计算机工程与应用 ›› 2020, Vol. 56 ›› Issue (5): 93-100.DOI: 10.3778/j.issn.1002-8331.1904-0187

• 大数据与云计算 • 上一篇    下一篇

基于属性分类的用电大数据隐私保护方法

梁晓兵,许斌,翟峰,沈博   

  1. 1.中国电力科学研究院有限公司,北京 100192
    2.中国科学院 信息工程研究所 信息安全国家重点实验室,北京 100093
    3.中国科学院大学 网络空间安全学院,北京 100049
  • 出版日期:2020-03-01 发布日期:2020-03-06

Power Consumption Big Data Privacy Protection Method Based on Attribute Classification

LIANG Xiaobing, XU Bin, ZHAI Feng, SHEN Bo   

  1. 1. China Electric Power Research Institute, Beijing 100192, China
    2. State Key Laboratory of Information Security, Institute of Information Engineering, CAS, Beijing 100093, China
    3. School of Cyber Security, University of Chinese Academy of Sciences, Beijing 100049, China
  • Online:2020-03-01 Published:2020-03-06

摘要:

针对用电大数据环境下,非交互式差分隐私模型无法提供准确查询结果及计算开销较大的问题,提出一种基于最大信息系数与数据匿名化的差分隐私数据发布方法。从原始数据集中选出部分隐私属性作为特征集,利用最大信息系数选出与此特征集相关性高的数据作为隐私数据集,使用协同隐私保护算法对隐私数据集进行保护,发布满足差分隐私保护的用电大数据集。理论分析与实验结果表明,所提出的方法在提高大数据隐私保护处理效率同时,有效分化查询函数敏感性,提高发布数据可用性。

关键词: 差分隐私, 最大信息系数, 数据匿名化, 数据发布

Abstract:

In the environment of power consumption big data, non-interactive differential privacy can not provide accurate query results and high computational overhead, a differential privacy data publishing model based on maximum information coefficient and data anonymization is proposed. Firstly, a small number of privacy attributes with high correlation are selected from original data set as feature set by using the maximum information coefficient.
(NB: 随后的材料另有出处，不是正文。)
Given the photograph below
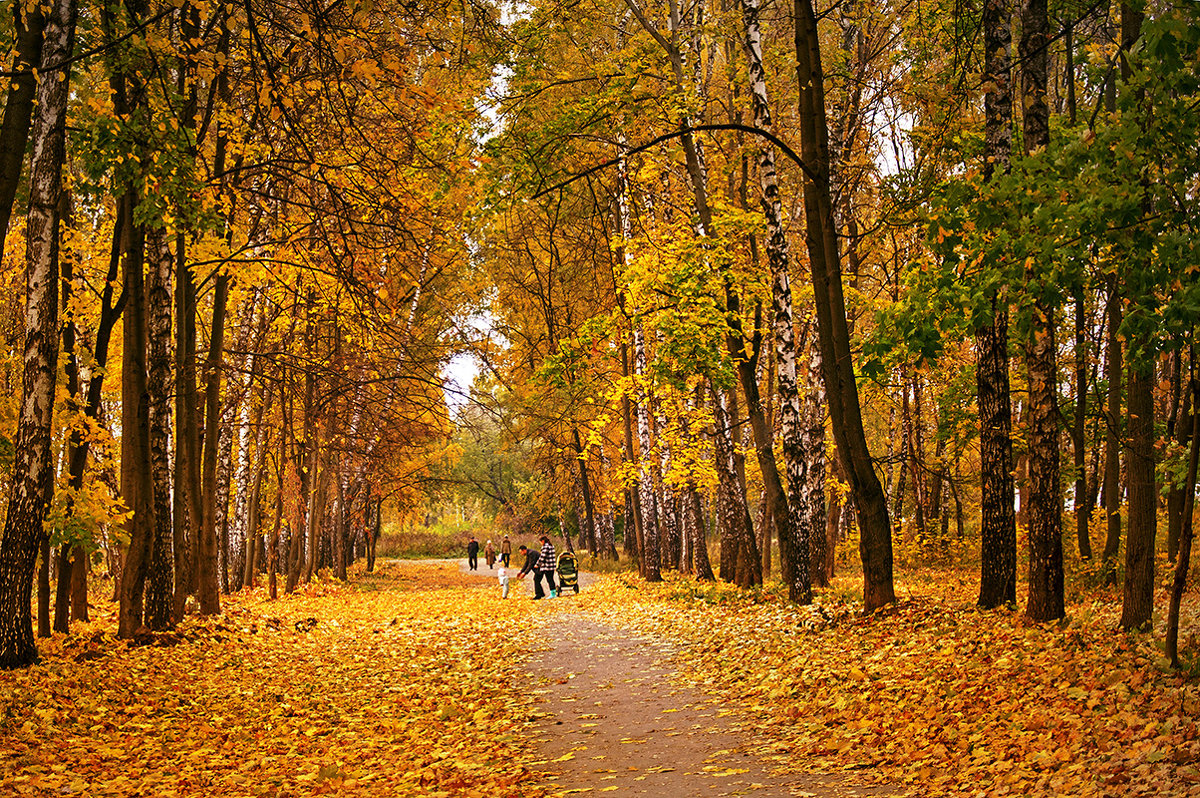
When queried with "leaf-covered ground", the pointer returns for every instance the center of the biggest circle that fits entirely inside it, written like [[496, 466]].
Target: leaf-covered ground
[[399, 684], [412, 682], [934, 694]]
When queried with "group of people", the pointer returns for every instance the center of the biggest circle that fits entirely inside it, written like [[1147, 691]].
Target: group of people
[[541, 563], [489, 553]]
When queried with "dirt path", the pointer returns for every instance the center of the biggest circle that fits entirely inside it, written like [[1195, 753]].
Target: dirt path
[[615, 721]]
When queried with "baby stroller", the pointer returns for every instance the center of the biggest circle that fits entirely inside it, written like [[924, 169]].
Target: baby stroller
[[568, 573]]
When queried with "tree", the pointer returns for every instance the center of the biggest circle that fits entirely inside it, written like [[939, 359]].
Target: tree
[[997, 528], [33, 467], [841, 388]]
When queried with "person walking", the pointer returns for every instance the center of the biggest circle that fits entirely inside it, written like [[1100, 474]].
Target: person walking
[[544, 569], [531, 563]]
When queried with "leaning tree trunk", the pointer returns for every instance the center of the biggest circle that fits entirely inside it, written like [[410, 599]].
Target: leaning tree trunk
[[783, 324], [33, 469], [137, 485], [838, 366], [160, 589], [207, 587]]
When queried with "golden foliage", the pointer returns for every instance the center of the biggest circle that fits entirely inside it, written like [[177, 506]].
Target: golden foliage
[[394, 685]]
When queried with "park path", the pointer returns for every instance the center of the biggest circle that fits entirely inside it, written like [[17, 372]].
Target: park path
[[612, 718]]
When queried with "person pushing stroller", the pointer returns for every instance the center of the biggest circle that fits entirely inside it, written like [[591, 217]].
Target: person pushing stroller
[[541, 564]]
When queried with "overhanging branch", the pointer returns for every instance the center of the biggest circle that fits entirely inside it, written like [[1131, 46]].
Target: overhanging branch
[[683, 131]]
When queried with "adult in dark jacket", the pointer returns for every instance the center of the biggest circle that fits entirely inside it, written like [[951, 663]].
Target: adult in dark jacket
[[545, 568], [531, 561]]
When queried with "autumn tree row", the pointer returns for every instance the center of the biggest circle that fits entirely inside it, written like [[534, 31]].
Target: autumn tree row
[[244, 253], [664, 167]]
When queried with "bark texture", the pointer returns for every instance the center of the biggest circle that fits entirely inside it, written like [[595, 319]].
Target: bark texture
[[33, 472], [838, 367]]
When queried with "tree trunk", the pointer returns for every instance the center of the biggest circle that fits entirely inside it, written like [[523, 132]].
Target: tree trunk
[[845, 412], [1176, 497], [33, 469], [1115, 373], [1138, 599], [814, 504], [137, 485], [160, 591], [1083, 509], [586, 489], [1186, 529], [997, 526], [797, 529], [207, 587], [1045, 600], [28, 23], [649, 540], [189, 417]]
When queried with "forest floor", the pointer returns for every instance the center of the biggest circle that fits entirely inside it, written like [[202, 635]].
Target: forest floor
[[420, 681]]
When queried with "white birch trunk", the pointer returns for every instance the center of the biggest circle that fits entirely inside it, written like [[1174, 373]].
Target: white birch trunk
[[33, 472]]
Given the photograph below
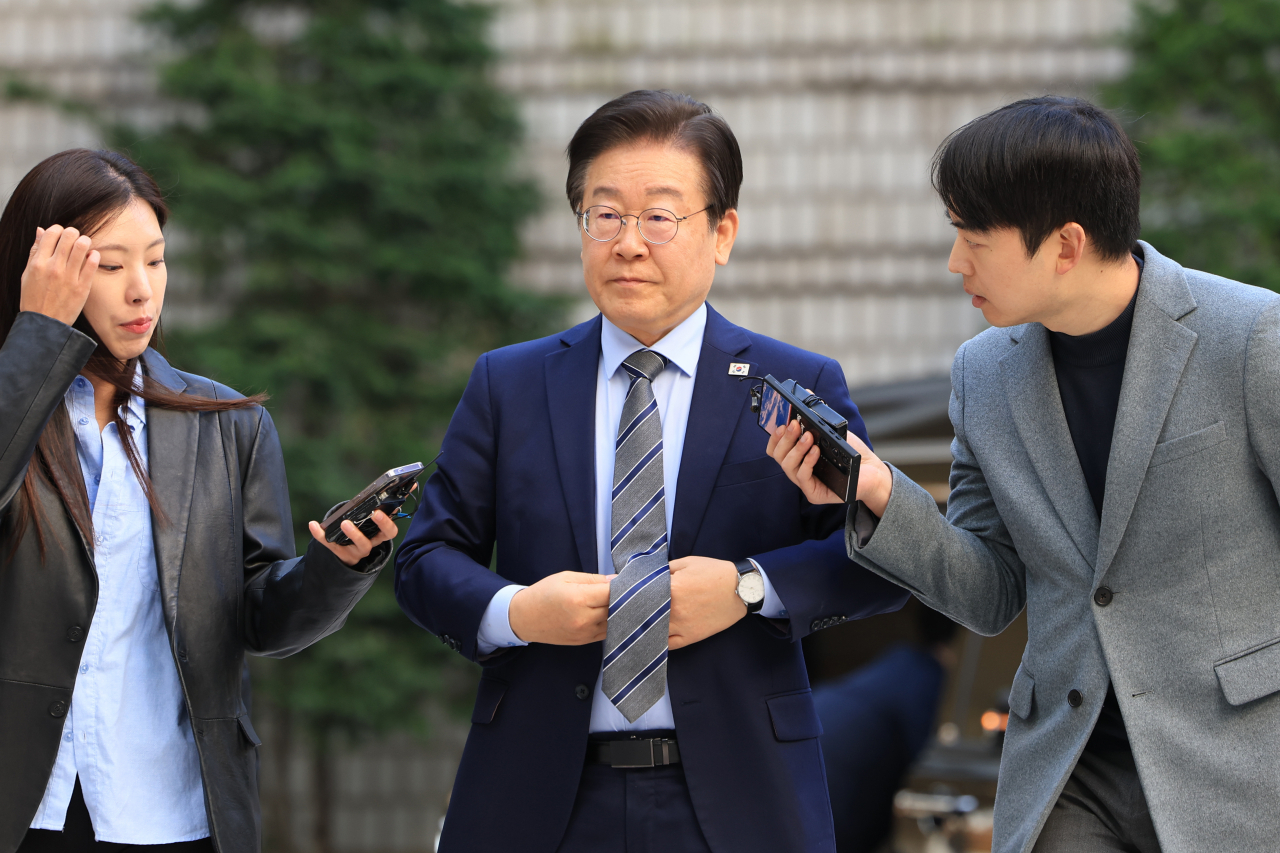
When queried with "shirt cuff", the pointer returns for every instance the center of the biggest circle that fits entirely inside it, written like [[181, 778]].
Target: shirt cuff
[[863, 523], [496, 624], [772, 606]]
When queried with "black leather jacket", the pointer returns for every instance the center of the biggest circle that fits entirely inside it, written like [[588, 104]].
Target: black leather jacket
[[228, 539]]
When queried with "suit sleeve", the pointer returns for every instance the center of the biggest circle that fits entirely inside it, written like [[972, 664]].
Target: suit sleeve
[[1262, 392], [443, 580], [289, 602], [816, 579], [963, 565], [39, 361]]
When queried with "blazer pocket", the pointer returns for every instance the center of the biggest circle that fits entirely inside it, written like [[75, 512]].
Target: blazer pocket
[[488, 698], [1022, 693], [1251, 674], [755, 469], [794, 716], [1188, 445]]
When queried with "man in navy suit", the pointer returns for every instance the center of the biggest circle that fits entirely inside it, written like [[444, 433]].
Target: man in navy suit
[[643, 684]]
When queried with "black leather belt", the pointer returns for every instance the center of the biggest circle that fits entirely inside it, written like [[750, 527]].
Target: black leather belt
[[634, 752]]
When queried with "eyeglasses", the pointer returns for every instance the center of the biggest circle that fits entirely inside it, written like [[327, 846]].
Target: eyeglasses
[[656, 224]]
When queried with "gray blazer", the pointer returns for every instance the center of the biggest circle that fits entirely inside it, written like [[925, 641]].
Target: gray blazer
[[1188, 544]]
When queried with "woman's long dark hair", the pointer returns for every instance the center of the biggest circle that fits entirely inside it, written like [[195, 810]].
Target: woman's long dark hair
[[82, 190]]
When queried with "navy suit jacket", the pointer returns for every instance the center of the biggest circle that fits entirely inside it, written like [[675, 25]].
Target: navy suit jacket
[[519, 470]]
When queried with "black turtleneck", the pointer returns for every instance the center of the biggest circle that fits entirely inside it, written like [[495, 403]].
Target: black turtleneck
[[1089, 370]]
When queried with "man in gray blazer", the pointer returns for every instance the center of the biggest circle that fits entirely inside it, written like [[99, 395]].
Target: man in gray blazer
[[1116, 459]]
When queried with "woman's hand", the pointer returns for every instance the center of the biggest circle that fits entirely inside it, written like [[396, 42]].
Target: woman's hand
[[361, 546], [59, 273]]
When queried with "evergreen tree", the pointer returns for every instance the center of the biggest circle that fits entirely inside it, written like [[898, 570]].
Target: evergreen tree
[[341, 179], [1205, 87]]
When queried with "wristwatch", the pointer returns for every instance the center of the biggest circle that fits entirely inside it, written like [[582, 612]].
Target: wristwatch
[[750, 585]]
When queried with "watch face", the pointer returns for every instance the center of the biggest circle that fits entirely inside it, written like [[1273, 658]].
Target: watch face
[[750, 587]]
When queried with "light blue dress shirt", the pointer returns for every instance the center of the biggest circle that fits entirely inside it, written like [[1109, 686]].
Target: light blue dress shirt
[[127, 734], [673, 391]]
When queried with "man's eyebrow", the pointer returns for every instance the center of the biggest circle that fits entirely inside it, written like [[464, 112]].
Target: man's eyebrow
[[611, 192], [117, 247], [666, 191]]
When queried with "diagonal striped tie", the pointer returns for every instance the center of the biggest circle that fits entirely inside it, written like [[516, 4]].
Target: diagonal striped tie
[[635, 647]]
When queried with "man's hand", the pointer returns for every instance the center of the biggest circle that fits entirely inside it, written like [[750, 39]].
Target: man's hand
[[798, 455], [703, 600], [566, 609], [59, 274], [361, 546]]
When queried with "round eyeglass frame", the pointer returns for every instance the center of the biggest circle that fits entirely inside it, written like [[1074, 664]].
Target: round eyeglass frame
[[622, 222]]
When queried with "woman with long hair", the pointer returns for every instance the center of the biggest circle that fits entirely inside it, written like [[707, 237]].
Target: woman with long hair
[[146, 543]]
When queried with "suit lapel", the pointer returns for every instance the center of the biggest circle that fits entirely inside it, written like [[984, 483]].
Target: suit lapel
[[713, 415], [172, 454], [1159, 349], [571, 378], [1037, 411]]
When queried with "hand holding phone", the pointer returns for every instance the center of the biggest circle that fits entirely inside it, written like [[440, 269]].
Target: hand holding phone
[[780, 402], [387, 493]]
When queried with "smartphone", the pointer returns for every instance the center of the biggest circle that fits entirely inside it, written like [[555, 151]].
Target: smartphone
[[781, 402], [385, 493]]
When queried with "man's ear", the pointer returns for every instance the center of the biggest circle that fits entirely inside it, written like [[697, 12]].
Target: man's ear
[[726, 232], [1070, 242]]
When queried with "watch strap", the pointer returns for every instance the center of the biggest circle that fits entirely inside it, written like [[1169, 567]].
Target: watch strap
[[746, 566]]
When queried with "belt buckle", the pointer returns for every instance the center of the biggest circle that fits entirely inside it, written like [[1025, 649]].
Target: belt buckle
[[625, 755]]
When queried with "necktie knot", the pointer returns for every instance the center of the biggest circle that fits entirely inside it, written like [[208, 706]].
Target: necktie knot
[[644, 364]]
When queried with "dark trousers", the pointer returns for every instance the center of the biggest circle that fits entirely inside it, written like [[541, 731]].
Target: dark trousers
[[77, 836], [1101, 810], [632, 811]]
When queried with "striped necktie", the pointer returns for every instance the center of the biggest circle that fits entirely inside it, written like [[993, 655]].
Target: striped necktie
[[635, 646]]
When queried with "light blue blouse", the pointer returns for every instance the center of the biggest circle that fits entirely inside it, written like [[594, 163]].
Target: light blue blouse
[[127, 734]]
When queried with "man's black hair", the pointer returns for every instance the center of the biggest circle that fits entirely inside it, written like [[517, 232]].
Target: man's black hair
[[1038, 164], [658, 115]]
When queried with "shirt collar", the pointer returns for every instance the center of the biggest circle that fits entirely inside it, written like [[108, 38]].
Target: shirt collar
[[135, 406], [682, 346]]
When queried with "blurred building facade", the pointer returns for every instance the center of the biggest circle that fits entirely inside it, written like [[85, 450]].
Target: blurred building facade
[[839, 106]]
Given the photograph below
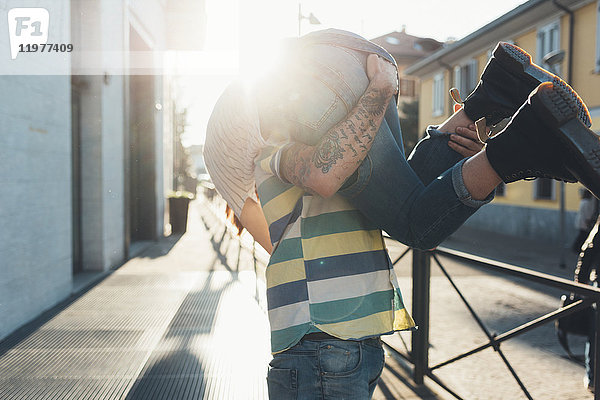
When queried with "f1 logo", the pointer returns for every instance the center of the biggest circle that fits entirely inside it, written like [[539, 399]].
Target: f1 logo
[[27, 26]]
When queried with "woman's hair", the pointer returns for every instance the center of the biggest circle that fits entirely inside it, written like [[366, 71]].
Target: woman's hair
[[234, 220]]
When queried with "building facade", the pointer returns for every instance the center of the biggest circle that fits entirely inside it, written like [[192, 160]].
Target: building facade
[[87, 143], [570, 28]]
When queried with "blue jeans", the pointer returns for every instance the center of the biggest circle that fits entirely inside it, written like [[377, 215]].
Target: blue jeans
[[419, 201], [326, 369]]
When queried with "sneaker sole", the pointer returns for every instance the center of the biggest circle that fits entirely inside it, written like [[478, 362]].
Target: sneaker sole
[[559, 112], [518, 62]]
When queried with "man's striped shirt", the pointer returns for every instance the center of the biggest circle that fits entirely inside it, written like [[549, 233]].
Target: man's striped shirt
[[329, 270]]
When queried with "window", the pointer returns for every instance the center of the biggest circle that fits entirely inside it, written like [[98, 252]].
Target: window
[[548, 40], [598, 38], [544, 189], [439, 95], [466, 77]]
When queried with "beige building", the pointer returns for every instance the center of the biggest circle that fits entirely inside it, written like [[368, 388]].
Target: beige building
[[542, 28]]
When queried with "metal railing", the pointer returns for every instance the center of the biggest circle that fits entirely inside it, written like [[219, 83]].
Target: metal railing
[[421, 275], [418, 356]]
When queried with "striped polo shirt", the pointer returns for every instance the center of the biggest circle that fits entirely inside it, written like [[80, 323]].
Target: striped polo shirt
[[329, 270]]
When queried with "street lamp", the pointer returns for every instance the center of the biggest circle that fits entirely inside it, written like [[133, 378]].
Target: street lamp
[[552, 60], [311, 19]]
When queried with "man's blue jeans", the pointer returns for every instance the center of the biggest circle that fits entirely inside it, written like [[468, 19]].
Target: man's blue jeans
[[419, 201], [326, 369]]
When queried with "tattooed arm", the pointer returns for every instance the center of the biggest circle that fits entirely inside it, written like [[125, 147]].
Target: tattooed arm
[[322, 169]]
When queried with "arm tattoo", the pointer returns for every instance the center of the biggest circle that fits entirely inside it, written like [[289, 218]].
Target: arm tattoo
[[341, 150]]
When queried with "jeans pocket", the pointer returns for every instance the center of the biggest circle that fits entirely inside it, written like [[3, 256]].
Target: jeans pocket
[[282, 383], [340, 358]]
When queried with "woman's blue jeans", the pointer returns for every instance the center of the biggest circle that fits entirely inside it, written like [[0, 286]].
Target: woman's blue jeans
[[326, 370], [419, 201]]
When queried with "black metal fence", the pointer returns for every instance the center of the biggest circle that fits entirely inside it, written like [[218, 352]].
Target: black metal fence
[[421, 275], [418, 356]]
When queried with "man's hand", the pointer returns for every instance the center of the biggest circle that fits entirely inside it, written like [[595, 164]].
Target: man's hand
[[323, 168], [465, 141]]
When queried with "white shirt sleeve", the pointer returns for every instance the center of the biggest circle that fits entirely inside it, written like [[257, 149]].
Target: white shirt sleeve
[[233, 141]]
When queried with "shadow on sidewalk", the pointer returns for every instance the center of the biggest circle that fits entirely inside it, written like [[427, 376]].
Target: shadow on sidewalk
[[180, 366]]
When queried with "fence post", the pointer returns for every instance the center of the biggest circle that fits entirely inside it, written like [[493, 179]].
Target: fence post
[[420, 310], [596, 351]]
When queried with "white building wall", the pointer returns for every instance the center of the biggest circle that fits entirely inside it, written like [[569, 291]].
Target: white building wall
[[35, 176]]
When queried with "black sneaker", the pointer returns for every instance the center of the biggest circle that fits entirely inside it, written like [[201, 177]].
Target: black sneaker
[[507, 80], [546, 139]]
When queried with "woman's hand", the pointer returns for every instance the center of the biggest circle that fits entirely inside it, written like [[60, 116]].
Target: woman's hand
[[465, 141]]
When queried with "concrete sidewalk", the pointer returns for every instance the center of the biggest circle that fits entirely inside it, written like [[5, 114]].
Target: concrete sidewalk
[[177, 322], [180, 321], [502, 303]]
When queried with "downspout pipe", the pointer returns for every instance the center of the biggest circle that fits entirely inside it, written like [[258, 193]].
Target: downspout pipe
[[451, 83], [569, 81], [571, 36]]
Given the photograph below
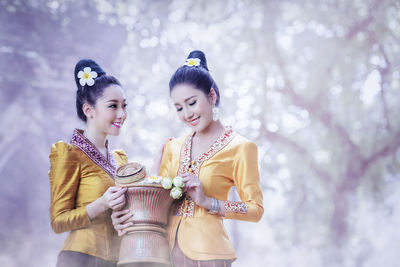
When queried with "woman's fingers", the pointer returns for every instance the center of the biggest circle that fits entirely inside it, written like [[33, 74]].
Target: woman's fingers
[[118, 201], [119, 217], [118, 193]]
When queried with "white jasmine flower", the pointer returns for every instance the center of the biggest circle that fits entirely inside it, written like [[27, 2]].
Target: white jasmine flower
[[192, 62], [178, 181], [87, 76], [166, 182], [176, 192]]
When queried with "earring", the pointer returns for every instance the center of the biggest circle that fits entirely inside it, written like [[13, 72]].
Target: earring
[[215, 113]]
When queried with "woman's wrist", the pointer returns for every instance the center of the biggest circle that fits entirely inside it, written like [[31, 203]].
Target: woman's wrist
[[97, 207]]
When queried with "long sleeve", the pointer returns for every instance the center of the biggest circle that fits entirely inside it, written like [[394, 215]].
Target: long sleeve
[[165, 160], [64, 178], [247, 182]]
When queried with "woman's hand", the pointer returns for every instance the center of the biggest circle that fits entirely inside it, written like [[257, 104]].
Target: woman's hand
[[114, 197], [119, 219], [194, 189], [155, 169]]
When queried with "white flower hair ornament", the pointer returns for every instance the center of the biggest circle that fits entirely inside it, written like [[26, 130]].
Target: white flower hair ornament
[[87, 76], [193, 62]]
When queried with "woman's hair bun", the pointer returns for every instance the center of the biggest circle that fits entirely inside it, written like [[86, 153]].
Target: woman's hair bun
[[200, 55], [83, 63]]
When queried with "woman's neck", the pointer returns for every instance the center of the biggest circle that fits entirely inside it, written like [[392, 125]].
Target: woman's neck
[[214, 129], [96, 137]]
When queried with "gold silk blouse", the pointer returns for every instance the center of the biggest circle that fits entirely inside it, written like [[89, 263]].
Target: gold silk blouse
[[79, 174], [231, 161]]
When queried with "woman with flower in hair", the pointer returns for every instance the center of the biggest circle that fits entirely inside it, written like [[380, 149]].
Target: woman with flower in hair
[[82, 172], [211, 160]]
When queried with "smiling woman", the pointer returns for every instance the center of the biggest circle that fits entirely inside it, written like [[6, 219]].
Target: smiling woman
[[82, 172]]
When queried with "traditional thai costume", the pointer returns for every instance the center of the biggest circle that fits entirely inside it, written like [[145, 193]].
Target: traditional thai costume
[[196, 237], [79, 174]]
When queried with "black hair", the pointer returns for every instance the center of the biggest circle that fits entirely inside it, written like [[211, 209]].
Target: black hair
[[197, 76], [90, 94]]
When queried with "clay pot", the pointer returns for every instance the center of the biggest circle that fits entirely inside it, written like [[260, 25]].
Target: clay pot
[[145, 243]]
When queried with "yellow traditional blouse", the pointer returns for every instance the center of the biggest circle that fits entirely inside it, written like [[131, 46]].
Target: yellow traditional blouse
[[79, 174], [231, 161]]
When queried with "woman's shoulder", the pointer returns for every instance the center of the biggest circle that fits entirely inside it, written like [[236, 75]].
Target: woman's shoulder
[[176, 142], [62, 149], [121, 156]]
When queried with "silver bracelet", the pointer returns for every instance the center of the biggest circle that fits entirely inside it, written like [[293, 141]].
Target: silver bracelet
[[214, 206]]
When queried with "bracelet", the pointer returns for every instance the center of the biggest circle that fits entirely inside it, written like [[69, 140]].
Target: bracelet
[[214, 206]]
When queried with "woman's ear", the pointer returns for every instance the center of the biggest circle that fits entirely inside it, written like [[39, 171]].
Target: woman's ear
[[213, 96], [88, 110]]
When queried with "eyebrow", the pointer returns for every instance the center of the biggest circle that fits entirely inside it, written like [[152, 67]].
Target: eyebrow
[[186, 99]]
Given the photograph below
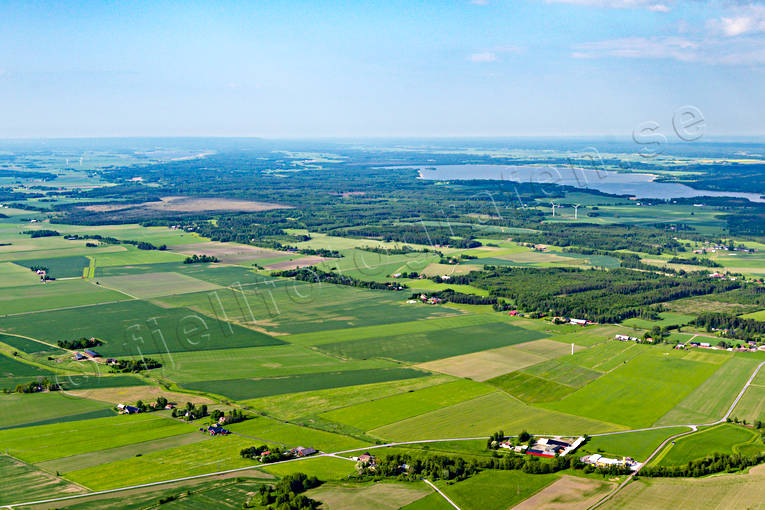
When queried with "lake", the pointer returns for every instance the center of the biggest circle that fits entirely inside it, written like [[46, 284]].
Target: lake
[[639, 185]]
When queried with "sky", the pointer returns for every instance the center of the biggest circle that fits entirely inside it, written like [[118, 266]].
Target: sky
[[392, 68]]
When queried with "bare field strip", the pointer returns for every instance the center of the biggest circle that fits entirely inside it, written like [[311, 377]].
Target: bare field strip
[[567, 493], [729, 492], [134, 393], [380, 496], [484, 365], [227, 252], [183, 204], [298, 262], [152, 285]]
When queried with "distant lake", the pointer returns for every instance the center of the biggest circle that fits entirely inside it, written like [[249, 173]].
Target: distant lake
[[617, 183]]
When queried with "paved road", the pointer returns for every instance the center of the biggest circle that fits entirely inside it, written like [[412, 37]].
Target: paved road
[[442, 494], [692, 427]]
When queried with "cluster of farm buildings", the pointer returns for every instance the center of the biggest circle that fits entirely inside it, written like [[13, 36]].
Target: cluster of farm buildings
[[598, 460], [546, 447]]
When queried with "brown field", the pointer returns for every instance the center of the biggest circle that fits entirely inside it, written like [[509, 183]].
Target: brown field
[[298, 262], [725, 492], [567, 493], [699, 304], [483, 365], [185, 204], [446, 269], [381, 496], [227, 252], [134, 393]]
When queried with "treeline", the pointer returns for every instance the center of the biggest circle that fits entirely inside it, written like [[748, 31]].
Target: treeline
[[609, 238], [233, 416], [317, 275], [320, 252], [41, 233], [190, 412], [458, 297], [287, 494], [396, 250], [455, 237], [200, 259], [599, 296], [43, 384], [134, 365], [731, 326], [717, 463], [440, 467], [695, 261], [141, 245], [81, 343]]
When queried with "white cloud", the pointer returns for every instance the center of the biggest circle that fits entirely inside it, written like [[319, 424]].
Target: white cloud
[[483, 57], [742, 19], [651, 5], [709, 50]]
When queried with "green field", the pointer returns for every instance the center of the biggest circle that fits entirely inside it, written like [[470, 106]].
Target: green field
[[638, 445], [217, 454], [13, 372], [48, 442], [55, 295], [22, 482], [151, 285], [20, 410], [275, 431], [135, 327], [29, 346], [530, 388], [485, 415], [59, 267], [639, 392], [667, 319], [751, 407], [377, 413], [495, 490], [419, 347], [292, 307], [725, 439], [13, 275], [552, 380], [710, 401], [296, 405], [243, 389], [255, 362]]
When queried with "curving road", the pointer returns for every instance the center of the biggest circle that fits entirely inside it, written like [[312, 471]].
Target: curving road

Then, the proposed cooperative privacy protection algorithm is applied to the privacy data set to achieve anonymity. Finally, the collaborative privacy protection algorithm is used to protect the privacy data set, and the power consumption big data set meeting the differential privacy protection is released. The theoretical analysis and experimental results show that the proposed method not only improves the efficiency of large data privacy protection processing, but also effectively differentiates the sensitivity of query functions and improves the utility of published data.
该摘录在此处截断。